Vatica pedicellata
- Conservation status: Vulnerable (IUCN 3.1)

Scientific classification
- Kingdom: Plantae
- Clade: Embryophytes
- Clade: Tracheophytes
- Clade: Spermatophytes
- Clade: Angiosperms
- Clade: Eudicots
- Clade: Rosids
- Order: Malvales
- Family: Dipterocarpaceae
- Genus: Vatica
- Species: V. pedicellata
- Binomial name: Vatica pedicellata Brandis

= Vatica pedicellata =

- Genus: Vatica
- Species: pedicellata
- Authority: Brandis
- Conservation status: VU

Species of tree

Vatica pedicellata is a tree in the family Dipterocarpaceae, native to Borneo. The specific epithet pedicellata refers to the prominent flower stalk or pedicel.

==Description==
Vatica pedicellata grows up to 15 m tall, with a trunk diameter of up to 15 cm. Its coriaceous leaves are elliptic to lanceolate and measure up to 23 cm long. The inflorescences bear cream flowers.

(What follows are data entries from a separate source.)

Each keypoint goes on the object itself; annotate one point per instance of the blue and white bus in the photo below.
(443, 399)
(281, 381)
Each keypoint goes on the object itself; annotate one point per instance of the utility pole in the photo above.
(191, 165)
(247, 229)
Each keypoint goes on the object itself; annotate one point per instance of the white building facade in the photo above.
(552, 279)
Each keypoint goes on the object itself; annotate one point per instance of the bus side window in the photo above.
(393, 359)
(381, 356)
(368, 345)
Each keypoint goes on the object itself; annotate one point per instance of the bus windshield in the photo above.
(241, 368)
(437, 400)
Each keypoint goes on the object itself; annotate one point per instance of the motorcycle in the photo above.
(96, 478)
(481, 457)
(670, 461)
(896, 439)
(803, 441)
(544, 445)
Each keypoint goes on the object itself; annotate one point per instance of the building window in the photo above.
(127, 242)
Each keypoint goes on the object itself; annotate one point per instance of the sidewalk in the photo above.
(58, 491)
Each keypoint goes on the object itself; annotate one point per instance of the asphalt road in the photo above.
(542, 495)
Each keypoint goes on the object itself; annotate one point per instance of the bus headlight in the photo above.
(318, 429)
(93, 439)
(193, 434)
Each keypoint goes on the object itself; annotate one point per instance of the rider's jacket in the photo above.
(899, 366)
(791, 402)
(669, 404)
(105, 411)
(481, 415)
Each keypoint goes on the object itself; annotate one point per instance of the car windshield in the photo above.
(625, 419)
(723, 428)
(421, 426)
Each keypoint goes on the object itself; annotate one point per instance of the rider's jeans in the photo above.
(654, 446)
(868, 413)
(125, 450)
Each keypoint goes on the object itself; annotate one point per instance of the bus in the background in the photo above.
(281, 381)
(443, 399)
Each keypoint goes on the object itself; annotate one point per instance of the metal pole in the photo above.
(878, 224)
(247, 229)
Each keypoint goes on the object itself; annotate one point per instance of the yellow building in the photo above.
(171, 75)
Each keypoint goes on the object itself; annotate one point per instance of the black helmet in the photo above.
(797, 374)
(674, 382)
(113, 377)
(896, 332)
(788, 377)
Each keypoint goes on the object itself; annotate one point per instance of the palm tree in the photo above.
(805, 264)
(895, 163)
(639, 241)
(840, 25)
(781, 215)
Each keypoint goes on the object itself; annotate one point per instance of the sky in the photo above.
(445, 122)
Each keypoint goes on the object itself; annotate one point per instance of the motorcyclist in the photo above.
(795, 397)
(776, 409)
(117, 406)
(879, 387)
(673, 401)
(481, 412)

==Distribution and habitat==
Vatica pedicellata is endemic to Borneo, where it is confined to Sarawak. Its habitat is lowland mixed dipterocarp, kerangas or swamp forest, at elevations from 100–400 m.

==Conservation==
Vatica pedicellata has been assessed as vulnerable on the IUCN Red List. It is threatened by development projects and land conversion for plantations.